Er zijn zat rollen voor jonge vrouwen, maar daarna houdt het op. Kom je pas weer aan de bak als koningin of heks tegen de tijd dat de jaren zich op je lijf beginnen af te tekenen. In de kleine ensembles speelt dat minder, daar heerst rust en is de trouw van regisseurs aan acteurs groter, vertelt José Kuijpers:
,,Wij zijn wendbaarder en hebben meer vrijheid in het soort rollen dat we kiezen. Ik heb dit jaar bijvoorbeeld een grootmoeder, een moeder en een dochter gespeeld. Met Marlies Heuer speel ik in Melanie Klein de dochter. Mensen geloven echt dat Marlies mijn moeder is, terwijl we vier jaar schelen. Dat is toch idioot. In ‘Alleen’ heb ik een meisje van 12 gespeeld. Dat geloofden mensen ook.”
Zou dat dan die bijzondere, inwendige transformatie zijn waar Kuijpers haar scriptie over schreef? Het gaat verder, zegt ze:
,,Het heeft te maken met verbeeldingskracht. Die is dankzij onze jarenlange training natuurlijk heel groot. Ik heb altijd geleerd te zoeken naar het diepste wezen van een personage en het diepste wezen van de verhouding tot de andere figuren. Maar daarmee zeg ik eigenlijk niets nieuws.”
Ria Marks, die dit jaar in Door ’t Stof bij het OT iets meer moeite had om een met een wel heel erg jonge acteur een geloofwaardige relatie te spelen, ziet het iets anders:
,,Ik houd me meer met mechanismes bezig. Technische dingen als ritme of tempo, die brengen je ergens. Ik werk vaak vanuit beweging. Dat je als je langzaam gaat bewegen je ook in een andere toestand komt waarmee je je tekst te lijf kunt gaan. Ik gebruik dat vaak als ik les geef. Dat werkt goed, al moet je er wel voor zorgen dat je binnen zo’n vorm blijft ademen. Het mag niet alleen een vorm blijven. Het moet ook iets teweeg brengen.”
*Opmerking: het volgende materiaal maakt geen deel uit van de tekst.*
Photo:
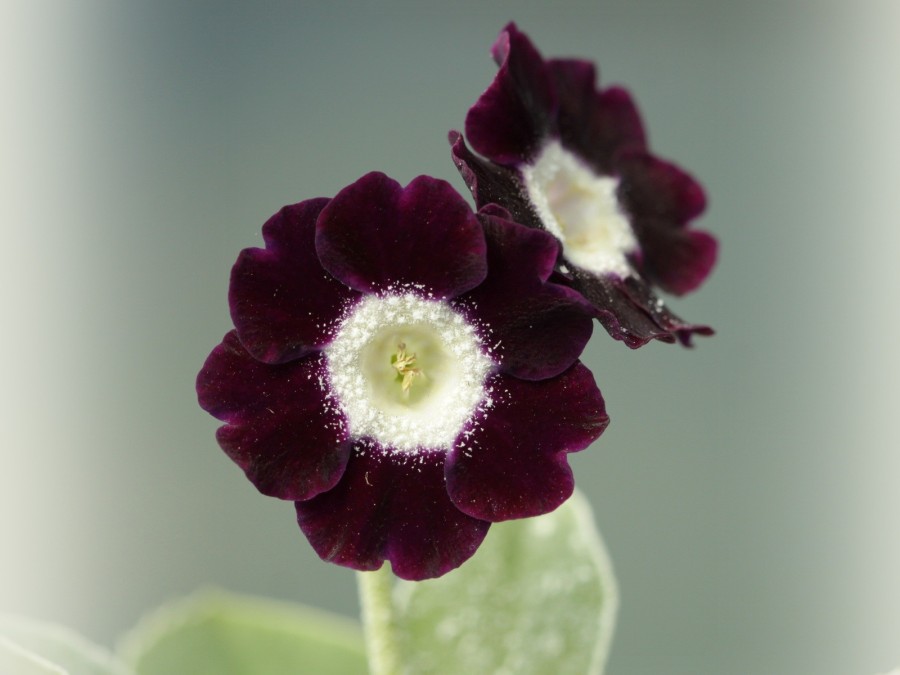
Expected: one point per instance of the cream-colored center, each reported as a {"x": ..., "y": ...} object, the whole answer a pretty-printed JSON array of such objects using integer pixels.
[
  {"x": 580, "y": 209},
  {"x": 407, "y": 372}
]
,,In die opvatting zijn wij wel broeders”, vult José Kuijpers aan:
,,Acteren is net zo technisch als musiceren. In Melanie Klein improviseren we een heleboel. We praten dan minuten lang door elkaar heen. Maar dat kan alleen dankzij ons vertrouwen op de techniek.”
In ‘Kale bomen ruisen niet’ moeten beide actrices heel erg vertrouwen op hun techniek. Magne van den Berg schreef op basis van gesprekken met hen een tekst die het woord ‘sober’ in een nieuwe dimensie voert. Kuijpers:
,,Magne heeft voor dit stuk een klein vocabulaire gebruikt. Als je alle verschillende woorden zou tellen die ze in dit stuk schrijft zou je op een verbijsterend laag aantal uitkomen. Maar daar varieert ze eindeloos mee. Dat is heel muzikaal.”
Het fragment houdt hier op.